In Praise of Flip Flopping

(image via Pablo Garcia Saldana)

(image via Pablo Garcia Saldana)

I have been watching the news with interest lately as the term "flip-flopper" has been bandied about. It seems to be the strategy for painting a candidate as weak or unsure. In defending themselves, candidates have continually used the phrase, "As I have said all along..." to justify their positions. They bristle at the word, as pundits and political surrogates continually try and paint them with this brand.

I could not disagree more with this philosophical view.

In my experience, great leaders continually reassess situations and only the very foolish or fundamentally flawed will hold a position long after wisdom or judgment informs otherwise. A very strong case can be made that our current president has consistently held to decisions long after a changing environment would guide otherwise. By his own admission, Bush says he is not "self-reflective" as if this is a point of pride. The ability to learn from our mistakes, admit error and change course is the first thing you teach MBA students or even your own child as a key to success. But somehow this has not been the case with our current political environment. By using the term over and over (in one random two hour span of watching CNN I heard it 12 times) we only serve to solidify our national obsession with stubbornness and lack of flexibility. We think this is a good thing. It is not.

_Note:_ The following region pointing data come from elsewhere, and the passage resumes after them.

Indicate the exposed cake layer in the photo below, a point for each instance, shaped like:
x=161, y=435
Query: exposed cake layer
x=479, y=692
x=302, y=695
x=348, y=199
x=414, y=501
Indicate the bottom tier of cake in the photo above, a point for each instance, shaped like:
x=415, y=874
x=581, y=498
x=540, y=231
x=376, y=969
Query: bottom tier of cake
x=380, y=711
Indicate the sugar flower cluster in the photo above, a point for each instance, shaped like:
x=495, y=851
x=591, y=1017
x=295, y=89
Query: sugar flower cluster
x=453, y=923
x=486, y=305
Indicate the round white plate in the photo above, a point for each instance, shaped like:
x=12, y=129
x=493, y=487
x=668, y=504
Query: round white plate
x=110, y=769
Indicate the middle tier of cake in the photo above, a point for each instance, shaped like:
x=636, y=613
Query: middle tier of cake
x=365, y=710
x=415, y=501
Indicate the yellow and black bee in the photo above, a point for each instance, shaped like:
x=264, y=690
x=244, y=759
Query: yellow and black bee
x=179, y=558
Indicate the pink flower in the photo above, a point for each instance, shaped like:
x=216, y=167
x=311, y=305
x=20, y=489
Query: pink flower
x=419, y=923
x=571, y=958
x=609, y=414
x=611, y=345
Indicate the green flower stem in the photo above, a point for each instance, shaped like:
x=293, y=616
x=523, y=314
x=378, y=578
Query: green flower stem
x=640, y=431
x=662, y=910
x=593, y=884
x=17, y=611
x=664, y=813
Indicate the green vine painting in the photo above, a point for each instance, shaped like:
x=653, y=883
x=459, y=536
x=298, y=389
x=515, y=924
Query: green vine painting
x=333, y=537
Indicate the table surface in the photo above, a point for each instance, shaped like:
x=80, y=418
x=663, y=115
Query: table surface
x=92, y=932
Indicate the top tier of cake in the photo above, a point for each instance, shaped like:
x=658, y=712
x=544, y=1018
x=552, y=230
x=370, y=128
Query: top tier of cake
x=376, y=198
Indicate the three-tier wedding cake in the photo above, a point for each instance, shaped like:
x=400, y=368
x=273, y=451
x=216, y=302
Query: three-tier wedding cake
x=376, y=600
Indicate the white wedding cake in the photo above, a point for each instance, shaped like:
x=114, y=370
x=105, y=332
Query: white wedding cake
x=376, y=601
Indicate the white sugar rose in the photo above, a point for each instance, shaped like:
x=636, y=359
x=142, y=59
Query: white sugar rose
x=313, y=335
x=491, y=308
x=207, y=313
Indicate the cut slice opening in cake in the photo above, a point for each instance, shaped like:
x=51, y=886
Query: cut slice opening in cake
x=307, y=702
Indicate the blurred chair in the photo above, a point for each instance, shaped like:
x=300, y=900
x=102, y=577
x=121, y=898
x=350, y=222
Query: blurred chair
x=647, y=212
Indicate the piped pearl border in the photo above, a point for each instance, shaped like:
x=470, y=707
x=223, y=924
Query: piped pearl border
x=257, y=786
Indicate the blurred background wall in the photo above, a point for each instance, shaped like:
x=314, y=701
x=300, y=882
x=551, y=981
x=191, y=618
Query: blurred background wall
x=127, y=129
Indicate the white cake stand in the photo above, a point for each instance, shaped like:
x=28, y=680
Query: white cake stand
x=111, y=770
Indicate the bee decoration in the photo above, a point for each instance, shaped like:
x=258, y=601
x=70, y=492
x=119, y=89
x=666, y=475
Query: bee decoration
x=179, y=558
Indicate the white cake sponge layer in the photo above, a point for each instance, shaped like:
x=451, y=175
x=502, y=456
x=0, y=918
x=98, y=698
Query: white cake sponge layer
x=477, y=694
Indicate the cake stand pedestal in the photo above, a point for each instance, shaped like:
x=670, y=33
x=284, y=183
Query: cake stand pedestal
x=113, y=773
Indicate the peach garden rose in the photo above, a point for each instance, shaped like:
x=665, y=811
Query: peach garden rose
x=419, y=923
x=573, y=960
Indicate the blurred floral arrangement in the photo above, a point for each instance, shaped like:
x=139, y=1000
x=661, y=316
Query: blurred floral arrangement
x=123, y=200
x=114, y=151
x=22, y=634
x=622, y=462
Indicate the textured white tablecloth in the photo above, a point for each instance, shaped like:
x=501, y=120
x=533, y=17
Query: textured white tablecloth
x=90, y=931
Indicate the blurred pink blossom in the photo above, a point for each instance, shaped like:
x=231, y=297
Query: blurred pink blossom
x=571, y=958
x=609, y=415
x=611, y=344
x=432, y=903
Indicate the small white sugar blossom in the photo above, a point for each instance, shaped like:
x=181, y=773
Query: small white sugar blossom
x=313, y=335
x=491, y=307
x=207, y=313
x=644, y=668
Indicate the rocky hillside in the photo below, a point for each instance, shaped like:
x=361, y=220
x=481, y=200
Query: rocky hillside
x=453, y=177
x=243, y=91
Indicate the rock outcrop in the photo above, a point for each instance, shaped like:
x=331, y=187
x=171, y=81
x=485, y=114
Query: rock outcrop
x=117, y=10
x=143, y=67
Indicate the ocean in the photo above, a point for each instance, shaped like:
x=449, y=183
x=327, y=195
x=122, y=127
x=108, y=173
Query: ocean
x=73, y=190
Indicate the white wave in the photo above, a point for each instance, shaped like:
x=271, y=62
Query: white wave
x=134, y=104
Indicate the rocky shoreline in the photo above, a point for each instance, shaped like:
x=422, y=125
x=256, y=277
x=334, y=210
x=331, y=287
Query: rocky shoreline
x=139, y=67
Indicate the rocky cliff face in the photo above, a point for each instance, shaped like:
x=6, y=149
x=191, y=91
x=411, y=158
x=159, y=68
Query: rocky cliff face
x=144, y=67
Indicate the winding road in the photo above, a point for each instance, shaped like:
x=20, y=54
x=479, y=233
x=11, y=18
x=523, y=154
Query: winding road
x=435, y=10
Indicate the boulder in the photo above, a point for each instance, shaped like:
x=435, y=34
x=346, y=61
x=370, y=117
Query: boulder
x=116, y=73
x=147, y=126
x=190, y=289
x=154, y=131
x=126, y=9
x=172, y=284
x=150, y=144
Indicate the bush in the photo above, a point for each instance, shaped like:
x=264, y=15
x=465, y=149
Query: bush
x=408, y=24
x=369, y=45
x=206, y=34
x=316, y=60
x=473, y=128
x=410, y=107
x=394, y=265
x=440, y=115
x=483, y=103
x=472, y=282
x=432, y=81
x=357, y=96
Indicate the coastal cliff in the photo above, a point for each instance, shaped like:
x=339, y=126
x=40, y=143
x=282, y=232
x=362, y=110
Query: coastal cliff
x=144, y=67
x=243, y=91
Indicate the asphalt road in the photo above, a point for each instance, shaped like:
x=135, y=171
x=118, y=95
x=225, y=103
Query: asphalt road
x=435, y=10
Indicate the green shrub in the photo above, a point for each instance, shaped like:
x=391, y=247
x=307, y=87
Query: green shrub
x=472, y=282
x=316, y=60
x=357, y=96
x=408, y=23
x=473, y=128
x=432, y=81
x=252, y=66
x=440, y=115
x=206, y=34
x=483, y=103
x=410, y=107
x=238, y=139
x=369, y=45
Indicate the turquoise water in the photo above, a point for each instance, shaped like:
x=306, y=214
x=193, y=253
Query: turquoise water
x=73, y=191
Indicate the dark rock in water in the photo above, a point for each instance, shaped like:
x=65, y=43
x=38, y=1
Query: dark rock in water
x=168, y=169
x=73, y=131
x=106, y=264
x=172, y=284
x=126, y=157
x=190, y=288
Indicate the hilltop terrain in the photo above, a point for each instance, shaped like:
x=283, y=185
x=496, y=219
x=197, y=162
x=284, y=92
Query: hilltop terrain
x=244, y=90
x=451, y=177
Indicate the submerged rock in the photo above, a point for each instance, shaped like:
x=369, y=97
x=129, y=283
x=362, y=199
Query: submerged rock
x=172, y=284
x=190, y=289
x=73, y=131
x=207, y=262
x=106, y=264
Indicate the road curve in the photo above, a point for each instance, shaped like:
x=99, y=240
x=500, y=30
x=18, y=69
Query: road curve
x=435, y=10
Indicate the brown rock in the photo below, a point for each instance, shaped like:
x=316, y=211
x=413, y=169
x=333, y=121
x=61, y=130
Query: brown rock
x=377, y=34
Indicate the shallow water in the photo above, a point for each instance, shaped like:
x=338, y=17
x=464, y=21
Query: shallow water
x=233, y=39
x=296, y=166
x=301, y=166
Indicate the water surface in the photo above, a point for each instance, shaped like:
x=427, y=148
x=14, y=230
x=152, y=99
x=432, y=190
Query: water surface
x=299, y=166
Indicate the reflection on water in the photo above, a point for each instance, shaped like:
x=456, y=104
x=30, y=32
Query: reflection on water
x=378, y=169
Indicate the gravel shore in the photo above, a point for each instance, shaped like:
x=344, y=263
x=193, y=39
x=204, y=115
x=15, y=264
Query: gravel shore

Show me a business leader who has not over time changed his or her mind on significant strategy issues and I will show you an unemployed one. Good leaders set strong direction. Great leaders continually adjust within essential key values to a changing world around them. Are you the same person today that you were ten years ago? Are the choices you made then the best ones for today? If you wouldn't wear the same hair style or clothing that you did in 1998, why would you continue on important matters to hold to positions that no longer make sense? This is the craziness of the "flip-flopper" position.

There is a difference, of course, between changing one's position because of new information versus political advantage. The first shows deep leadership character while the second has an odor of cynicism surrounding it. However, I would find it refreshing if a candidate said, "I used to think about this one way, but I have since learned otherwise and now think about it differently." I value one's ability to learn from mistakes, to admit error or to model growth. It is something our current president seems unwilling to do and our presidential candidates seem to avoid all together.

I might suggest instead a national day of flip-flopping where all of us admit the mistakes we have made in the past decade and what we have learned or changed because of it. I think it would be good for us. I know it would be good for our country.